Penteou, com lento cuidado e precisão, que a profissão lhe havia emprestado, os cabelos fartos, lisos e muito negros e deitou-se. Arrumou a camisa sob as costas. Com alguma dificuldade e as duas mãos, encostou o cano da arma no peito, um pouco à esquerda – enfim as aulas de Biologia, do Professor Herculano, no Ginásio, servir-lhe-iam para alguma coisa – e com o polegar direito acionou o gatilho.

“Sobrevivi!” Foi o que lhe veio à mente surpresa. Pressentiu um calor agradável e viscoso sobre o peito. Visgo de jaqueira para pegar passarinho. Amendoeiras vermelhas como incêndios. Silencioso clarão, violeta profundo, invadiu-lhe os olhos e todo o quarto. Nada ouvia, apenas o grandioso silêncio violeta.

Pensou no avô, no quarto ao lado e sua cegueira. “Seria violeta a cegueira?”

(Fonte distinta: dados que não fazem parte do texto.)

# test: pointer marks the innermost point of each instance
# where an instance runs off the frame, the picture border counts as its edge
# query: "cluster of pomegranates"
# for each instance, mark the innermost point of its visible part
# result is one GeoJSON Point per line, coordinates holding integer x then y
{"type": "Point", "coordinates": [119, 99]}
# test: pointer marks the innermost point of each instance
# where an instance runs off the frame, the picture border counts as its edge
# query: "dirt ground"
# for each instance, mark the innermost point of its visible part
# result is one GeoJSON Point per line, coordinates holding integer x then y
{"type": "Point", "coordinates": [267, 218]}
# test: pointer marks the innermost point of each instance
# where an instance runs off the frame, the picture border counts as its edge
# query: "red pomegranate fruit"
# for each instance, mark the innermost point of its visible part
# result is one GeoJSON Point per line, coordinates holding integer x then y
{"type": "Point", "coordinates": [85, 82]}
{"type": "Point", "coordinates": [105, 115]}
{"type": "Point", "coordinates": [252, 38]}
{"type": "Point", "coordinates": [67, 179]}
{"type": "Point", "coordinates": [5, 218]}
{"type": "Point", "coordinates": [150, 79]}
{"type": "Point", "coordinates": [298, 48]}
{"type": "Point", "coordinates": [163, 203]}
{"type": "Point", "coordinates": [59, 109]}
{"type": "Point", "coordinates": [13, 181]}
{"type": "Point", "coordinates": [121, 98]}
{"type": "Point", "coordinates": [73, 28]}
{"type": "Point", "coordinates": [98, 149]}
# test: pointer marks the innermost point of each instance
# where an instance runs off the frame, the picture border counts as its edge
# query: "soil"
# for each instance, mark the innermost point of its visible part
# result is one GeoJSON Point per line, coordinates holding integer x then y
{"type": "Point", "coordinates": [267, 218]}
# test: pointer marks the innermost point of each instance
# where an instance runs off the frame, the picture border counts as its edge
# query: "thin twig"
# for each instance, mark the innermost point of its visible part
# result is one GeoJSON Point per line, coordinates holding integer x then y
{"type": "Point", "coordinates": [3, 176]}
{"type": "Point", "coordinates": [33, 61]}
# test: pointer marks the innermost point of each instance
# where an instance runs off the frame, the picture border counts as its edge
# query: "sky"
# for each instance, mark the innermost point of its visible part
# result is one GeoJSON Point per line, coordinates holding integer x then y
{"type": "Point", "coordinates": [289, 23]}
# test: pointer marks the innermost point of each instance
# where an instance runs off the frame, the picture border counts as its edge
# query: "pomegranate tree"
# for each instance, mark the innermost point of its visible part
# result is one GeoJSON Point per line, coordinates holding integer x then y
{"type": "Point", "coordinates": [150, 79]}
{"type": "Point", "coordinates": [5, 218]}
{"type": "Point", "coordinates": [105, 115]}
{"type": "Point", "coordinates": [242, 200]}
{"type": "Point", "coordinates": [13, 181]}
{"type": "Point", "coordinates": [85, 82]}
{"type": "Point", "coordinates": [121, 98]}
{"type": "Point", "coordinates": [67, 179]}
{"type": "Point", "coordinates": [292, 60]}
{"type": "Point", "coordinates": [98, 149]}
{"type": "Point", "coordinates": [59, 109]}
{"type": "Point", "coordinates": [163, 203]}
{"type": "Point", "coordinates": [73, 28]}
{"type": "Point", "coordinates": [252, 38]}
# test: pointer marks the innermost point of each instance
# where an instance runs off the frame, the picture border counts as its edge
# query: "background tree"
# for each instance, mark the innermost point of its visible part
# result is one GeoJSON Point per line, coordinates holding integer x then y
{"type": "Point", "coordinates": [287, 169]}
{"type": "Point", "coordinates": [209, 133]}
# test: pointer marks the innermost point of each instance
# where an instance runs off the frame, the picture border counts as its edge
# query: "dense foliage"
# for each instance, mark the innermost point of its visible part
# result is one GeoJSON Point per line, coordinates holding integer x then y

Sono. Um sono absurdo pesou-lhe sobre as pálpebras, como quando, já tarde da noite, tentava ler algum livro sobre pintura. “Não Van Gogh.” Odiava sua mãe e Beethoven, mas odiava igualmente Van Gogh, sua luz crua, suas estrelas, seus pássaros.

Sobressalta-se, um sentimento, como um medo distante, perpassa-lhe o coração arruinado. Sentia-se livre de sua infelicidade, mas esse medo ligeiro? “Sou um covarde agora, mas ninguém o saberá.” Pensou como Julien – “Le rouge et le noir”- “Não, não se sentia um personagem, muito menos de Stendhal.” Enquanto ainda pensava estas coisas percebeu que uma música distante, despojada, impressionista e mística com seus acordes cálidos e moles invadia o quarto. “Gymnopedie, Satie!” Reconheceu com o que podia considerar vaga alegria. Ouvia perfeitamente os acordes agora. “Que mãos maternais urdiam essa teia de notas amarelas, sem peso, que, flutuando, combinavam perfeitamente com o violeta, agora intenso, que banhava todo o quarto?”

Prenhe daquele violeta e daquela canção, que projetavam-lhe, com toda certeza, seu próprio fim, pensava com lascívia, como um personagem de Camus: “Para que esse violeta? Por que essa canção?”

Sem sonhos, sem estrelas e sem pássaros, adormeceu.

* * *

Vê: um palmo são os dias que me deste,

minha duração é um nada perante a ti;

todo homem que se levanta é apenas

um sopro.

Apenas uma sombra o homem que caminha,

apenas um sopro as riquezas que amontoa,

e ele não sabe quem vai recolhê-las.”

Salmos 39:5,6

Porque ela se matou aos vinte e dois anos,

dois meses e dois dias de sua idade?

“ Assim também era possível que no mundo cotidiano

e nítido (...) se abrisse uma porta levando a outro

mundo, abafado, ardente, apaixonado, desnudado,

devastador.”

Robert Musil

“ Quando se aproximou dele (...) ele a agarrou

imediatamente e lhe disse: “Vem deita-te comigo,

minha irmã.”,

2ª Samuel 13:11

“ Para os sagitarianos nada mais importante do que

desafios, metas, sonhos, ideais e fé que anime essa

busca. A dificuldade deriva da falta de perspectiva,

sentido e fé, sem isso você se sente perdido.”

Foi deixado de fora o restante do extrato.